Il n'y a pas de règle légale, mais le bon sens du métier : aucun client ne devrait peser au point que sa perte vous mette en danger. Beaucoup de transporteurs visent à ne pas dépendre d'un client pour plus du quart ou du tiers de leur activité. Plus un client est gros, plus vous devez avoir d'autres clients et de la réserve en banque.
Pourquoi dois-je payer des impôts sur un bénéfice que je n'ai pas encore encaissé ?
En comptabilité, le bénéfice se calcule sur ce que vous avez facturé, pas sur ce que vous avez réellement reçu. Or dans le transport, vos clients paient souvent à 60 jours : vous avancez votre propre argent. Vous pouvez donc devoir l'impôt (et avoir déjà payé l'ONSS et les salaires) sur des factures pas encore encaissées. Si le client fait faillite, vous avez financé son activité — et le trou est pour vous. Faites le point avec votre comptable.

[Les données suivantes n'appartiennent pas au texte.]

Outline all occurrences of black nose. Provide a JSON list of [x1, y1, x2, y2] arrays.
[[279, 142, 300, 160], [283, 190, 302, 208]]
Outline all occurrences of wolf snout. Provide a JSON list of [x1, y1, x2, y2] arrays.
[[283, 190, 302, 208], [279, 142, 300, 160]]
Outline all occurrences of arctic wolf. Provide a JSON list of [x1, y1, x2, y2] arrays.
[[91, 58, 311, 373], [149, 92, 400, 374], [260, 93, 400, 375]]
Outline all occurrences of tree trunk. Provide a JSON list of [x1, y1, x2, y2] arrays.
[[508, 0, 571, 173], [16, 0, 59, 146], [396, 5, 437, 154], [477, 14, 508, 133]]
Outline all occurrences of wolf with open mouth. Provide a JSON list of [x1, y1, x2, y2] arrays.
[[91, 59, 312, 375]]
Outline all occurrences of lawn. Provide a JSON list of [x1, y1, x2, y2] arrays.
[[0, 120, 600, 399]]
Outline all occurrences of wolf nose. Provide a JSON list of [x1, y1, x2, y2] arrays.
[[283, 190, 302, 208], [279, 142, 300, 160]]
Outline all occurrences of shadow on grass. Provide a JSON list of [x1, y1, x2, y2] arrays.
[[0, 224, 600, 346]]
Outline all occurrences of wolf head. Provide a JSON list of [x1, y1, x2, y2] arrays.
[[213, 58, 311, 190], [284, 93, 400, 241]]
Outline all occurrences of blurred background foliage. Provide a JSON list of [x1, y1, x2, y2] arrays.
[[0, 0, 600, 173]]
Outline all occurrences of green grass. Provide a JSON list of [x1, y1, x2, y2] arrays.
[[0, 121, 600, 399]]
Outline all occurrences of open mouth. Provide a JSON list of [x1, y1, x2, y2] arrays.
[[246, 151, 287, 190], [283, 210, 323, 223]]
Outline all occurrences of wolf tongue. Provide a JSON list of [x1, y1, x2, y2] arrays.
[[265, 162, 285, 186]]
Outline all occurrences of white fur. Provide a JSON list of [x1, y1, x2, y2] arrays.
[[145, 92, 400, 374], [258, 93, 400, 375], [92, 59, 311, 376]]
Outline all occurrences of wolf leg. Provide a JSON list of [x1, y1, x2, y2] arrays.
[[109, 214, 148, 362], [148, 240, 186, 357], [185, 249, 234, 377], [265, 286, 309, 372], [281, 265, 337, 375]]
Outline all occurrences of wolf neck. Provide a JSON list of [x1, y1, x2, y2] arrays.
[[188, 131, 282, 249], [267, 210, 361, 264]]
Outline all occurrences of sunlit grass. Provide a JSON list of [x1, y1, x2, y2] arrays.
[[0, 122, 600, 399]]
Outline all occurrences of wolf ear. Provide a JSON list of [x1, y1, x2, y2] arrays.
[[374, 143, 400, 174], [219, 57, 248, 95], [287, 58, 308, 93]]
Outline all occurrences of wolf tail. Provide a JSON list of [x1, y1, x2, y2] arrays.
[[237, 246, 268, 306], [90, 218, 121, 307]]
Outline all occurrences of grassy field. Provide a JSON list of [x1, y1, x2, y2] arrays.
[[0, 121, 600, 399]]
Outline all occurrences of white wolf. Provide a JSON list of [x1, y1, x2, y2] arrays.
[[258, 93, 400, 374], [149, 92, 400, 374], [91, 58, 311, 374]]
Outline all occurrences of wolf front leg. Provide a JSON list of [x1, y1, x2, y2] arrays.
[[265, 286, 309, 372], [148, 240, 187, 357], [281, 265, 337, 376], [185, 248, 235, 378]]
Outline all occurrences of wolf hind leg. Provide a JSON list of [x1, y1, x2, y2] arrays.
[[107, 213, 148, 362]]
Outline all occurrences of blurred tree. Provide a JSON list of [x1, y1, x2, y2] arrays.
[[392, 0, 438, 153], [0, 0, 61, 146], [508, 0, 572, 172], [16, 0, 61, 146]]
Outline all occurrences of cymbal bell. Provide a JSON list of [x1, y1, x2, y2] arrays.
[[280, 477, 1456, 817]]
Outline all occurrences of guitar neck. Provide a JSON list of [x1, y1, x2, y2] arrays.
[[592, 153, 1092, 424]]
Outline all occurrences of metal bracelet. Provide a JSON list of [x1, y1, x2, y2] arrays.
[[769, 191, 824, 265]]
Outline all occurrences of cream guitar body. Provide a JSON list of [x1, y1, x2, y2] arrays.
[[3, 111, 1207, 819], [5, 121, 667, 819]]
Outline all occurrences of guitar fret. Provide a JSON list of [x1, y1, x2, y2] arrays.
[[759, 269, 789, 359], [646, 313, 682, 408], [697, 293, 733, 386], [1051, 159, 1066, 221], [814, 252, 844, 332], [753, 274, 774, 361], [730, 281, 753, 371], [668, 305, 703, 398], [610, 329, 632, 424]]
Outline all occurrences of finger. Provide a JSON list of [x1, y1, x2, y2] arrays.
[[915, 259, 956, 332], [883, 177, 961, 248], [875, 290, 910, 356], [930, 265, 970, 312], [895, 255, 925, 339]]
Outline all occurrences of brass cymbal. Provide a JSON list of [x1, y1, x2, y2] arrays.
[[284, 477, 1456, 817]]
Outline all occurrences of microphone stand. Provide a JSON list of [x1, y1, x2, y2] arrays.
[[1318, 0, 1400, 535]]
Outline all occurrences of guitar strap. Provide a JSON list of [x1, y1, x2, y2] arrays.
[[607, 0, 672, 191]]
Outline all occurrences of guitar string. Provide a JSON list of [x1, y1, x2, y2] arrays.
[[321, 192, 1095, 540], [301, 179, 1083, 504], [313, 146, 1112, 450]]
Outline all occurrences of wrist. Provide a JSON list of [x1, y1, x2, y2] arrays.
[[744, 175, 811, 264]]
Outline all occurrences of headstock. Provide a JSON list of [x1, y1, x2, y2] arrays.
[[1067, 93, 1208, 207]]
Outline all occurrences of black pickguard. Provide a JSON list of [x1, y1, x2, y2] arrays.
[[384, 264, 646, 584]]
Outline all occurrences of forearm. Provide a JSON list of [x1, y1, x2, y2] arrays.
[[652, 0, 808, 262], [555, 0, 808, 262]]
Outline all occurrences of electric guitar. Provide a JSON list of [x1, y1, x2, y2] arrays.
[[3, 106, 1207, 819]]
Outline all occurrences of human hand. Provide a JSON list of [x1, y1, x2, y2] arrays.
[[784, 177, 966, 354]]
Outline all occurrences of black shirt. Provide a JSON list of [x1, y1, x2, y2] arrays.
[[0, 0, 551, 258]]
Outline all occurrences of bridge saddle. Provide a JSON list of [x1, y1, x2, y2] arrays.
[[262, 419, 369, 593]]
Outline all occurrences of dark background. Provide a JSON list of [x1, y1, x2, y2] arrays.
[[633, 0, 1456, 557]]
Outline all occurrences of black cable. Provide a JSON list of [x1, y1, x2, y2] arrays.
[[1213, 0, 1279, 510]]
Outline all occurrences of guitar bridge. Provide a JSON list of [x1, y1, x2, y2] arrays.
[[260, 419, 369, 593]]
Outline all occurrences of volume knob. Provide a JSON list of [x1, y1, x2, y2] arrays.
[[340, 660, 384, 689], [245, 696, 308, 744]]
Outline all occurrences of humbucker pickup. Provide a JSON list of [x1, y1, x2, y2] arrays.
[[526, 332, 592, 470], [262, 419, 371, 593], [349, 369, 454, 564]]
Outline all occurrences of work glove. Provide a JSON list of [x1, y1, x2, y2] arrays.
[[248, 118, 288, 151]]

Que se passe-t-il concrètement si mon client principal fait faillite ?
L'effet domino : vos factures impayées deviennent quasi irrécupérables, mais vos charges, elles, continuent. Les chauffeurs doivent être payés, l'ONSS et l'INASTI réclament leurs cotisations, le fisc ses impôts. Si ce client représentait l'essentiel de votre activité, votre trésorerie s'effondre en quelques semaines.
Faut-il accepter que le client fournisse les véhicules ?
C'est confortable au début, mais c'est un piège de dépendance. Le jour où ce client tombe, vous n'avez plus de clients ET plus d'outils de travail. Investir dans vos propres camionnettes coûte plus cher au départ, mais c'est ce qui vous permet de rebondir et de retravailler pour d'autres.
Pourquoi éviter les plans de paiement ONSS ou fiscaux ?
Un plan de paiement soulage sur le moment, mais il signale que vous vivez déjà au-dessus de votre trésorerie réelle, et il vous enchaîne pour les mois suivants. La règle des transporteurs qui durent : rester à jour sur l'ONSS, l'INASTI, les impôts et les factures, et garder une réserve plutôt que de devoir étaler ses dettes.